Since October, the door has been sitting in my parents' garage, leaned up against the work bench right in the middle of the action, where my mom has been warning somebody not to break the glass at least once per weekend day. Note: This will be important later.
Last weekend, it finally came time to hang the door. Before we broke out the drill and hinges, I decided to prep it for eventual painting: take the old hinges off, rough up the finish with the electric sander, and make a hole for the new door pull. Best to take care of the prep work before it's attached to anything, right?
I've spent a lot of quality time with the electric sander over the last six months, and made basically-invisible changes to a lot of boards. (Is it square now? Now? What about now? Like...now?) This was not that kind of sanding. The finish on the door came off with satisfying ease, and it looked different. I started with the flat surfaces, then started getting into the corners and molding around the small panes. Visions of taping and painting danced in my head. And then:
Here is the secret to safely sanding around a pane of glass with an electric sander: use the corners of the sandpaper. Don't use the sides--there are just too many points of contact and too much vibration. (Also, humility. Don't get cocky, kid.) I know this because I was sanding away, and the sander shuddered against the glass, and the upper-left small pane broke from corner to corner.
To me, this looks like the end of the world. How do I fix broken glass? Are there elves involved? Do I need magic jewelry to make this happen? Surely there's no store for this kind of thing. There you have it: after a long search and a semi-miraculous moment of door acquisition and months of skirting around it, I had somehow done the irreparable. With the sander, too. I always thought it would be my uneasy ally, the table saw!

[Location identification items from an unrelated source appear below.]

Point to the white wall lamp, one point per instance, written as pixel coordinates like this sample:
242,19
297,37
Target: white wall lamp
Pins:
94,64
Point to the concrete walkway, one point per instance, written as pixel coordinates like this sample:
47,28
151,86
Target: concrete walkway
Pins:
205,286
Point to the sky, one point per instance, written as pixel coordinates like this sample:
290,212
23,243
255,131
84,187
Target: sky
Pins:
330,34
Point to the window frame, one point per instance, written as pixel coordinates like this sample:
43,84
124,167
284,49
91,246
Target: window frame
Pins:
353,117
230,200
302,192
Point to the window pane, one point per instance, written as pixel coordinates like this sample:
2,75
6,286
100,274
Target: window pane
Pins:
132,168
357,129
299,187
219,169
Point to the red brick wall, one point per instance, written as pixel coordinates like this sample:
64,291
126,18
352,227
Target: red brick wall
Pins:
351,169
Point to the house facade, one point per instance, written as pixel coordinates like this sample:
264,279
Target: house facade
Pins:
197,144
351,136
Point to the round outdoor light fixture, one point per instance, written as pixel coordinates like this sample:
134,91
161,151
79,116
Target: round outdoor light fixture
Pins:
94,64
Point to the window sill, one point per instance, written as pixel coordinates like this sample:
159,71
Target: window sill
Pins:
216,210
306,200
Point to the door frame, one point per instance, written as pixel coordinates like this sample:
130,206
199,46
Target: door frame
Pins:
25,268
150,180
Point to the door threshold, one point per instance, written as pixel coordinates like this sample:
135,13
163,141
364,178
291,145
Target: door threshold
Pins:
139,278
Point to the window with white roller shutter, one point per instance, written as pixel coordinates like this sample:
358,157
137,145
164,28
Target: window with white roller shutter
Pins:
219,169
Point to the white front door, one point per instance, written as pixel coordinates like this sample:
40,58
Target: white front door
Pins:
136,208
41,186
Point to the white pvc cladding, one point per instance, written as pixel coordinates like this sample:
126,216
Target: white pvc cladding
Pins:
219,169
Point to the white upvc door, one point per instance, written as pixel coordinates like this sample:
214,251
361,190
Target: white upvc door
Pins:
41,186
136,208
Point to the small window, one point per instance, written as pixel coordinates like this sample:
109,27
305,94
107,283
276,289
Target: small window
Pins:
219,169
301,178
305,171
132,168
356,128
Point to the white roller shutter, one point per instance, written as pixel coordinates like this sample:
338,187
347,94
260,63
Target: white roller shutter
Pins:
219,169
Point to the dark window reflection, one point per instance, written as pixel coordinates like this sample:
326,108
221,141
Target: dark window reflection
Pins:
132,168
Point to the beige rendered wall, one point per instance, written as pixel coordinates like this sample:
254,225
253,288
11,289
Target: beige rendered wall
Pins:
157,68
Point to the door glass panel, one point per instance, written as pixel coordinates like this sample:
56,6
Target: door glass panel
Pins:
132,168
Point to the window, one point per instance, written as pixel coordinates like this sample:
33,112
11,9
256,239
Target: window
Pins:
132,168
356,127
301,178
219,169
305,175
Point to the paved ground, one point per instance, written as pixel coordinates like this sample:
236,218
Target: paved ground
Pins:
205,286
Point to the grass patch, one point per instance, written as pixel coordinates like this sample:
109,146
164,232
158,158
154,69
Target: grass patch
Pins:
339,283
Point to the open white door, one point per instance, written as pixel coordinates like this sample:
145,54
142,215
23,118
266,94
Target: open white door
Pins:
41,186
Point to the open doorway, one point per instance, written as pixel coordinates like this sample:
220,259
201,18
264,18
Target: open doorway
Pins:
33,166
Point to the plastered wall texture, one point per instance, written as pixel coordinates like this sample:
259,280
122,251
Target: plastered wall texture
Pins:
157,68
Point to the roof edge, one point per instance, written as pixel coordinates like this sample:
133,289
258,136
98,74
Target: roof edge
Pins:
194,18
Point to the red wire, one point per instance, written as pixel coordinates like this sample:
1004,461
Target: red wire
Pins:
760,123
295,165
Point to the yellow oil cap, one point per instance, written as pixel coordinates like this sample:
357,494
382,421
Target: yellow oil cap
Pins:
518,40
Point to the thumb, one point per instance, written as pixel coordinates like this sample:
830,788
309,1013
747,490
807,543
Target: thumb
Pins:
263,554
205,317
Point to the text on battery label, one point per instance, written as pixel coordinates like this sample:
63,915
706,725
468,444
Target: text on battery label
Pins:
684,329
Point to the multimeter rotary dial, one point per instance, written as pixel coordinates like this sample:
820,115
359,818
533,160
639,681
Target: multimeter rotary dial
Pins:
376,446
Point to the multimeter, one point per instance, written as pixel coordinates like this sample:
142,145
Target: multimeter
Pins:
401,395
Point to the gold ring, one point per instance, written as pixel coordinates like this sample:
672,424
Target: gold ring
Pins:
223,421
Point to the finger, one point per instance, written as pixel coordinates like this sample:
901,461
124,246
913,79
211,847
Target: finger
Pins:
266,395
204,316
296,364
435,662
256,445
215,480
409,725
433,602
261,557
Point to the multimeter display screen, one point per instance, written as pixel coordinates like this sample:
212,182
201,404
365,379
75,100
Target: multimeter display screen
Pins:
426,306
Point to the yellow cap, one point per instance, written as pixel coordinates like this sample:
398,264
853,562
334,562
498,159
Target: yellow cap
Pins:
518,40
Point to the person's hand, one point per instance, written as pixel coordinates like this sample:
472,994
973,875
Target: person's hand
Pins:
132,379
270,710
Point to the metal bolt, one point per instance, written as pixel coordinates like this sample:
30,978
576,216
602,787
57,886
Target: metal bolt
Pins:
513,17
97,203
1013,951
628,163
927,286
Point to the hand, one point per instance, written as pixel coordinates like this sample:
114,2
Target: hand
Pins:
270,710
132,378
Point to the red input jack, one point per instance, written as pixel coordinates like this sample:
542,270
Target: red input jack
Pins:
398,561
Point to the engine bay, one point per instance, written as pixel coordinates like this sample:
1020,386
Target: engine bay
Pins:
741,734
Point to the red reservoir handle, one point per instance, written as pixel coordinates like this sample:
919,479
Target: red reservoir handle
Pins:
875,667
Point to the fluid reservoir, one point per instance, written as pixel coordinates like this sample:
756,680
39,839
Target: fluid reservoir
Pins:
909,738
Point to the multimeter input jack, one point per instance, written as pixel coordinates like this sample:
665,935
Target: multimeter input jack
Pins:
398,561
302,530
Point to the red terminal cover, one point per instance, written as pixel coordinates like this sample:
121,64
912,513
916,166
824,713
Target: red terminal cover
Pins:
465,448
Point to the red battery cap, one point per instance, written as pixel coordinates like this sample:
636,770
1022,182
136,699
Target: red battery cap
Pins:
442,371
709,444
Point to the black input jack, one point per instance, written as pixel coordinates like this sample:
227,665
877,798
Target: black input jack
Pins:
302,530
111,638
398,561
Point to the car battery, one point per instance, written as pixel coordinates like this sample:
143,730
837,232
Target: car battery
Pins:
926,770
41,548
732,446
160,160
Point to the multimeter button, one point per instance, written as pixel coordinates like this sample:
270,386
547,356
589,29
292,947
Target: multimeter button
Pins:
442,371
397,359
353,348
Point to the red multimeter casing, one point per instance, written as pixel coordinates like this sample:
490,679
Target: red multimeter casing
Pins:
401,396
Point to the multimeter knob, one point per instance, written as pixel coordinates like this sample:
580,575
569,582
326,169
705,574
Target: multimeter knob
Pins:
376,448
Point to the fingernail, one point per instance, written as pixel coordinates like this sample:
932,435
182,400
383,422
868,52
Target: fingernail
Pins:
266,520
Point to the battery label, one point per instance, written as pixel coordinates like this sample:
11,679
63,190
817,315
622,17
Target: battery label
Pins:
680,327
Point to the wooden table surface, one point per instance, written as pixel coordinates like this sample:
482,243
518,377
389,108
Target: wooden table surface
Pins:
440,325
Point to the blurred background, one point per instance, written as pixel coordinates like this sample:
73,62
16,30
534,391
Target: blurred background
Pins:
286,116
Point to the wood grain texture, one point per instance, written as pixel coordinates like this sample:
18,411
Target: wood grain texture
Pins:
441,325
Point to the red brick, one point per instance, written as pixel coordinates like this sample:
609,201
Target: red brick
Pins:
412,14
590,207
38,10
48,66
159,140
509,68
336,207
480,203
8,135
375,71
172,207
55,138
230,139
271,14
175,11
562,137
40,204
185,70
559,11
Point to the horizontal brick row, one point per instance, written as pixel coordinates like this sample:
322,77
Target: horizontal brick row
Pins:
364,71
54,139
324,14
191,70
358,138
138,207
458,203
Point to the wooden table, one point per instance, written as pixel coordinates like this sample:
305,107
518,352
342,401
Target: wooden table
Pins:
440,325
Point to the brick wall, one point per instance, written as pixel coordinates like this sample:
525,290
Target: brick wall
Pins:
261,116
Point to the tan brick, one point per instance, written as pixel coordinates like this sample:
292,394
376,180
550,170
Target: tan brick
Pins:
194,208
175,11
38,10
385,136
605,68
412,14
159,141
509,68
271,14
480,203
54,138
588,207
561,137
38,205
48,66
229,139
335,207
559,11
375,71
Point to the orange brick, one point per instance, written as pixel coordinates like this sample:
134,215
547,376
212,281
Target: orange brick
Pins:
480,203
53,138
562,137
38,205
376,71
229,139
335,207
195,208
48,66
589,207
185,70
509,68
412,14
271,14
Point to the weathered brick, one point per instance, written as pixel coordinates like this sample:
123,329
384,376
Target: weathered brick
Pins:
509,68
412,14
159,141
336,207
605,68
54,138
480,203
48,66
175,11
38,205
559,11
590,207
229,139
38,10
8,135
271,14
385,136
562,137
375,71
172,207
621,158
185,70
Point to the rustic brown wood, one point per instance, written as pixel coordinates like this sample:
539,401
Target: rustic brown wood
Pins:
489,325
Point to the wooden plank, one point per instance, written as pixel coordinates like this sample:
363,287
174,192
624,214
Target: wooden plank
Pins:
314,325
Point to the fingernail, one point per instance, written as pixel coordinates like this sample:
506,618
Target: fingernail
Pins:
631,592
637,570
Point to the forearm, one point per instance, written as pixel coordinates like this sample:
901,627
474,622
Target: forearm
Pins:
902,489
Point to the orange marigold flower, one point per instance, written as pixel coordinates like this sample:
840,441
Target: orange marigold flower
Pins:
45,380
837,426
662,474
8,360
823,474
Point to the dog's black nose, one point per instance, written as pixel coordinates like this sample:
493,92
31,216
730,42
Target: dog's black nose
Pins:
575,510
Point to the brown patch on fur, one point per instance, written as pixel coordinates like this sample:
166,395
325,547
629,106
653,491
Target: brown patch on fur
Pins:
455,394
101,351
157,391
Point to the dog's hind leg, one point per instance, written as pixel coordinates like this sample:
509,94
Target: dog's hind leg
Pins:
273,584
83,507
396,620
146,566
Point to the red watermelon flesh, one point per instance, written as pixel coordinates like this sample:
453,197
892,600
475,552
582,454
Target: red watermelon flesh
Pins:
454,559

To my dad, thankfully, this does not look like the end of the world. We pried off the wooden frame and took the rest of the pane out, and Dad saved one of the broken pieces as a sample for the guy at the glass store (...that apparently exists). Then he remembered that he had this kind of glass stashed away somewhere, waiting for a rainy day, or for someone to make a careless move with the electric sander. Mom says he's already cut it to fit.
As I write this, that pane of glass is still missing. I'm nervous about nailing the frame back into place (yes, let's swing hammers near the new glass, shall we?), but Dad swears it'll be easy. In any case, we kept going. The door is up. We're getting closer.